Сергей Варшавчик: Если учесть, что периодически руководителей ведущих федеральных каналов собирают в Кремле на совещание, то это не случайность, это действительно кампания. Действительно все это согласовывается, действительно это вбрасывается. Действительно, сейчас, например, снимает фильм «Смута» Владимир Хотиненко, где инициатором, по некоторым данным, всего этого выступает администрация президента. Как раз к 2008 году должны показать. Вот пожалуйста, как плохо, когда Смута, как хорошо, когда сильная власть и так далее.


А если взять вопрос с Дзержинским, на мой взгляд, это прощупывание почвы периодическое: готово ли общество к возвращению «железного Феликса»? И если учесть, что у нас сейчас как бы люди из власти вышли из стен зданий, которые рядом стоят, то ничего удивительного. Если мы гимн вернули, почему бы не вернуть и Феликса?



Анна Качкаева: Вот опять же мы, по-моему, с вами тоже сейчас по этому традиционному кругу ходим, по которому обычно и ходят все те, кто обсуждает эти темы. А мне то кажется, что в этом есть уже какая-то даже стилистическая, эстетическая и этическая неправильность. Потому что поколения выросли. Может быть, действительно, им историю внятно не объяснили, она не написана со всеми плюсами и минусами, со всей ее кровавостью и величием и так далее. Не знаю, может быть, времени мало прошло. Но мне кажется, что нужно находить какой-то иной язык, как-то иначе про все про это разговаривать. Сколько же можно в этом контексте вариться?



Сергей Варшавчик: А вот на НТВ пытаются найти новый язык. Включаешь ночью – у них идет сериал про Сталина, как он мучался, переживал.



Анна Качкаева: Ну, это отдельная песня, конечно.
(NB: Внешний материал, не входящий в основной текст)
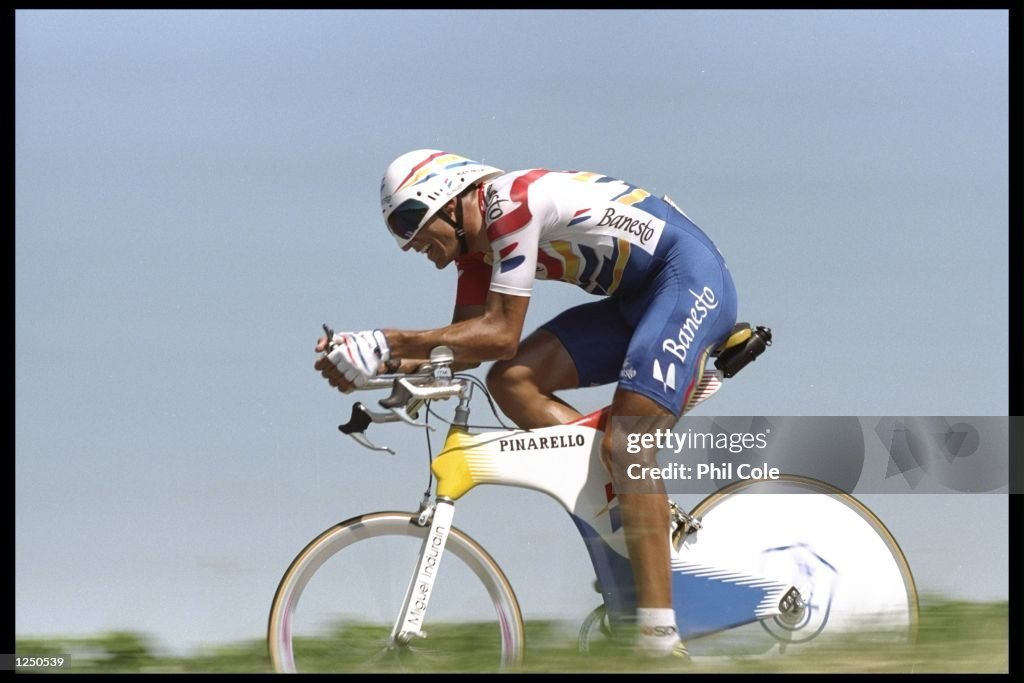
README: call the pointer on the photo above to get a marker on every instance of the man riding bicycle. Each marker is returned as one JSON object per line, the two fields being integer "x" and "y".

Это я еще вас спрошу про это. Честно говоря, была в состоянии дилеммы, разговаривать ли про этот сериал, потому что по многим причинам считаю, что незачем про него говорить. Но уже раз затронули, давайте Вере дадим возможность высказаться.



Вера Зверева: На ваш вопрос отвечая, Анна, кажется, что когда мы говорим о прошлом, в частности о прошлом нашей страны, мы постоянно воспроизводим образ прошлых политиков, прошлых больших людей. На их фоне маленькие люди, которые там мечутся, как-то обустраивают свою жизнь. В самых разных контекстах у нас сама идея обсуждения прошлого связана с политикой. На этом фоне совершенно теряется история интеллектуальная, история повседневная, история путешественников, врачей, естествоиспытателей, людей, которые строили свои жизненные смыслы совершенно каким-то иным образом, вне связи с этим большим политическим контекстом. И у меня возникает всегда вопрос о том, насколько мало прописана в этом смысле другая история российская 20-го века, советская история, история людей. Если мы при помощи этих же конструкций посмотрим на нас сегодняшних и спросим себя, про что будут рассказывать 50 лет спустя? И мы увидим, что наши смыслы жизненные потеряются.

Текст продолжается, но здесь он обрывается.